Markus Ruhl Competing at the Olympia Shows That Size Does Matter
By Joe Pietaro
With Dexter Jackson and Kai Greene winning the last two prominent titles in bodybuilding, it seemed that the worm started to turn as far as freaky mass taking home the biggest check. The Mr. Olympia contest has been dominated by size since Dorian Yates won his first Sandow in 1992, through the seven year-reign of The Shadow, eight years of Ronnie Coleman and two of Jay Cutler. But last September, the aesthetic Jackson edged out Cutler and a new precedent appeared to have been set. Bigger was not necessarily better.
Greene, while being bigger than Jackson, has the appearance of a smaller bodybuilder due to his narrow waist and small joints. He took home the Arnold Classic championship over the larger Victor Martinez and Branch Warren.
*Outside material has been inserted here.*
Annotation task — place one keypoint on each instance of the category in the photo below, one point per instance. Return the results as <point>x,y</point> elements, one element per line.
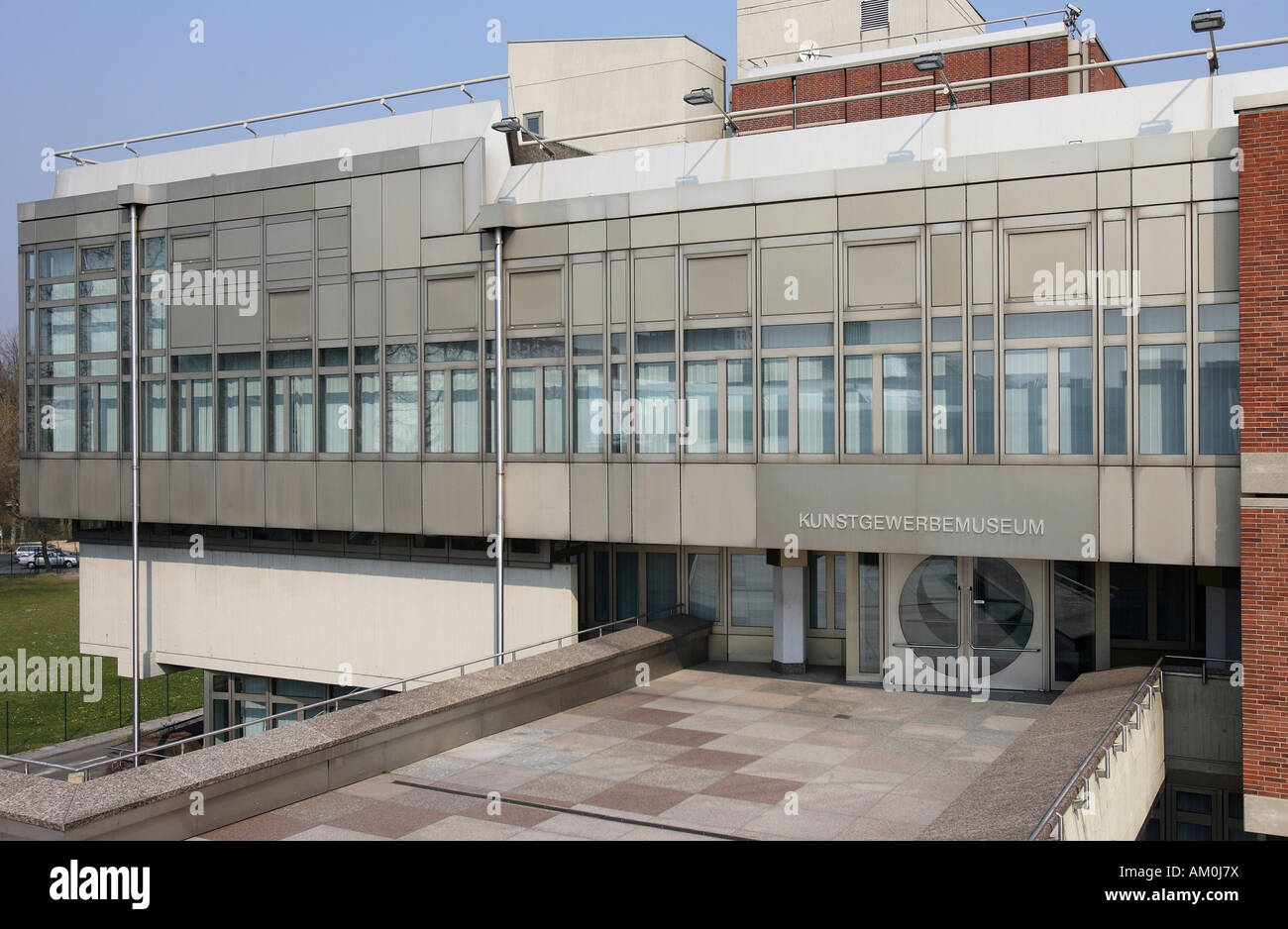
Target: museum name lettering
<point>957,525</point>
This year in Las Vegas, the best of the best will be on the stage at The Orleans Arena and amongst the much larger competition, Jackson will find it difficult to repeat. Not only will The Blade be facing the aforementioned Cutler, Martinez and Warren, but Markus Ruhl has recently announced that he will be bringing his monster build to the Olympia. Let’s not forget Phil Heath, who finished in third plce a year ago at his rookie O.
The 5?11?, nearly 300-pound German finished in third place at the New York Pro in May and originally intended on retiring from the sport. But as reported by Muscular Development, Ruhl has changed his mind and will be furthering his career. The 36-year-old will make his legions of fans extremely happy with this decision and brings great presence and character to the stage.
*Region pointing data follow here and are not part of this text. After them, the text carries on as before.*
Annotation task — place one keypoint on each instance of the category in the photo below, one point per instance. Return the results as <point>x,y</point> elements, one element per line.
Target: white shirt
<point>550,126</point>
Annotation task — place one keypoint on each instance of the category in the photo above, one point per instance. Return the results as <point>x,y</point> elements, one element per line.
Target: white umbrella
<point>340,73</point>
With an offseason weight that can get up to an amazing 340 pounds, Ruhl has a few ‘rules’ that he lives by. It was by no accident that he became the “Freakazoid,” and after hearing some of his training methods it will be no surprise.
Ruhl believes in straight sets using heavy free weights and not resting on his laurels. He believes that getting stronger and going heavier will build more size. As far as reps and sets go, he will go as heavy as he can for as low as four to six reps. Using this method, Ruhl can blow out 25 to 30 sets per body part without feeling that he is overtraining. He also trains to failure, something that he feels makes or breaks the growth spurt.
By hitting each muscle so hard, Ruhl only trains one body part per day. By doing so he can assure that each one will get the maximum effort.
Proper nutrition is just as important as training to Ruhl and he consumes approximately 7,000 calories per day, which includes 400 to 500 grams of protein. Even with all of these calories, Ruhl makes sure to keep his diet clean and it consists of chicken, beef, fish, rice and potatoes.
This may be his last hurrah so expect Ruhl to come in looking more massive than ever before. He will leave a lasting impression with size never seen before even more so than a top six placing.